To accurately predict customer behavior, data-driven organizations are increasingly turning to propensity models that help them identify which customers are most likely to take the desired action, such as making a purchase or signing up for a service.
While there are a variety of factors that can be used to build a propensity model, some of the most important include customer demographics, past behavior, and current circumstances. How to use propensity models to make better-informed decisions about marketing, sales, and other customer-facing activities?
What is propensity modeling?
Propensity modeling is a method of statistical analysis that is used to predict the likelihood of certain outcomes. It’s often applied in marketing and advertising to estimate the probability of a customer performing specific activities such as purchasing a product, signing up for a newsletter, and more.
Why is it important?
Creating propensity models allows organizations of all sizes to:
- predict the customer interest and readiness to buy – this makes it possible to allocate marketing resources more efficiently by targeting those who are more likely to make a purchase.
- increase qualified leads – by targeting those who are more likely to take the desired action, marketers can increase the number of leads that are qualified and likely to convert.

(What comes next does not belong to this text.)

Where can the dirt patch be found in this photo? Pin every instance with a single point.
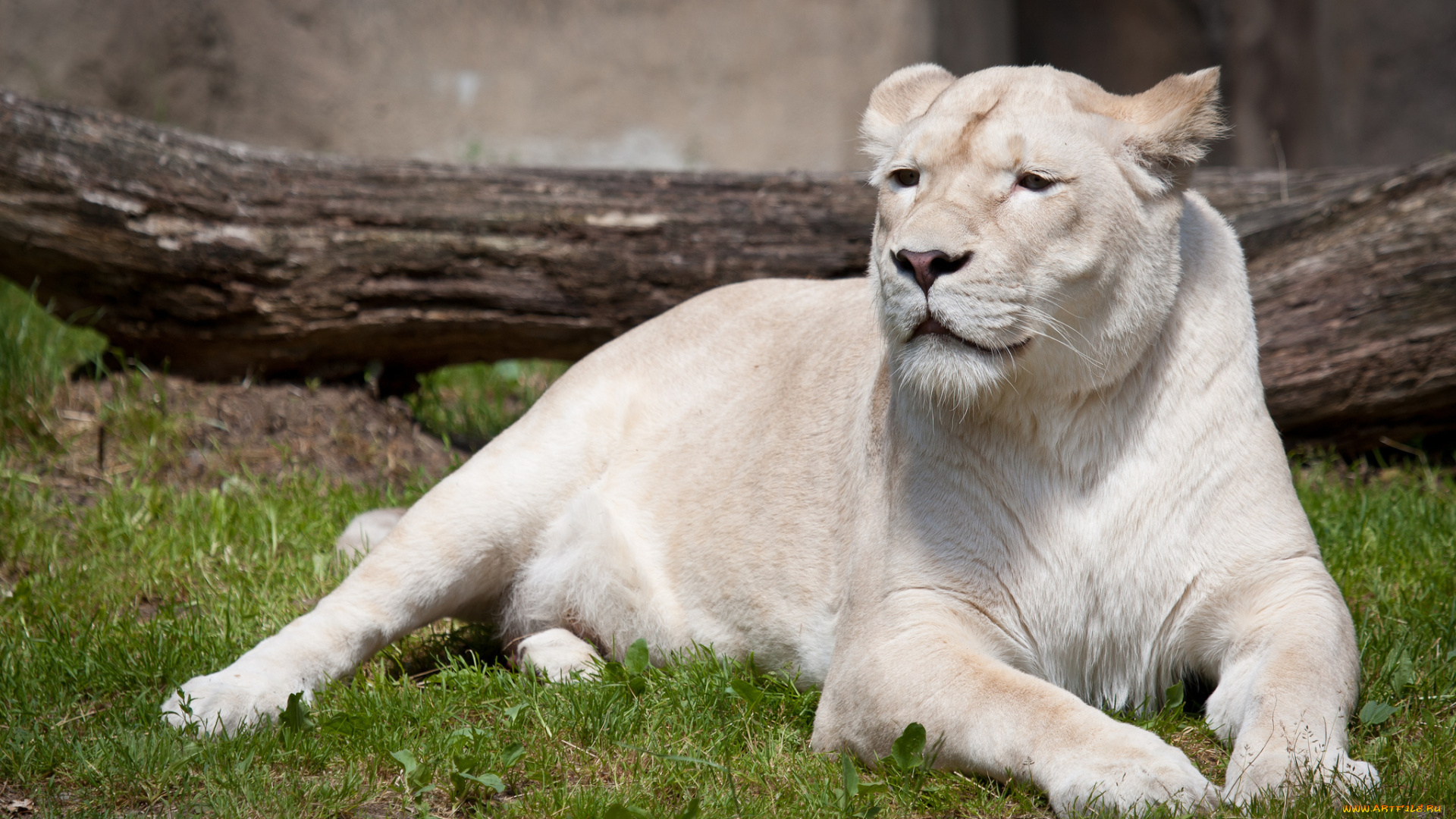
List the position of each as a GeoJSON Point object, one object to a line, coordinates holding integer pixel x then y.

- shorten sell cycles and boost close rates – thanks to understanding customers, organizations can prioritize and focus their selling efforts on those who are likely to finalize transactions. This results in shorter sell cycles and higher close rates.
- focus marketing resources on active buyers – creating propensity models is an easy way to identify which customers are in the market for a product or service. Thanks to it, organizations can precisely target their marketing activities, instead of wasting time and money on efforts that aren’t likely to bring the desired results.
- reduce churn and boost cross-selling – by analyzing which customers are at risk of churning, organizations can work to retain them before they cancel their subscriptions, stop using services or buy products. Moreover, propensity models can be used to identify who is potentially interested in additional products or services, making it possible to boost cross-selling efforts.
How to use propensity models to get customer signals?
Customer signals are behaviors that indicate that a person is interested in purchasing a product or service.
A properly performed customer propensity analysis is a great way to get customer signals by:
- identifying the factors that influence customer behaviors,
- measuring the strength of those influences,
- predicting how likely a customer is to exhibit a certain behavior, and creating targeted marketing campaigns that encourage people to finalize transactions.
Organizations that want to accurately predict customer behavior and make better-informed decisions about marketing and sales should consider using propensity modeling.
When created correctly, propensity models can help businesses focus their resources on active buyers, reduce churn, and boost cross-selling.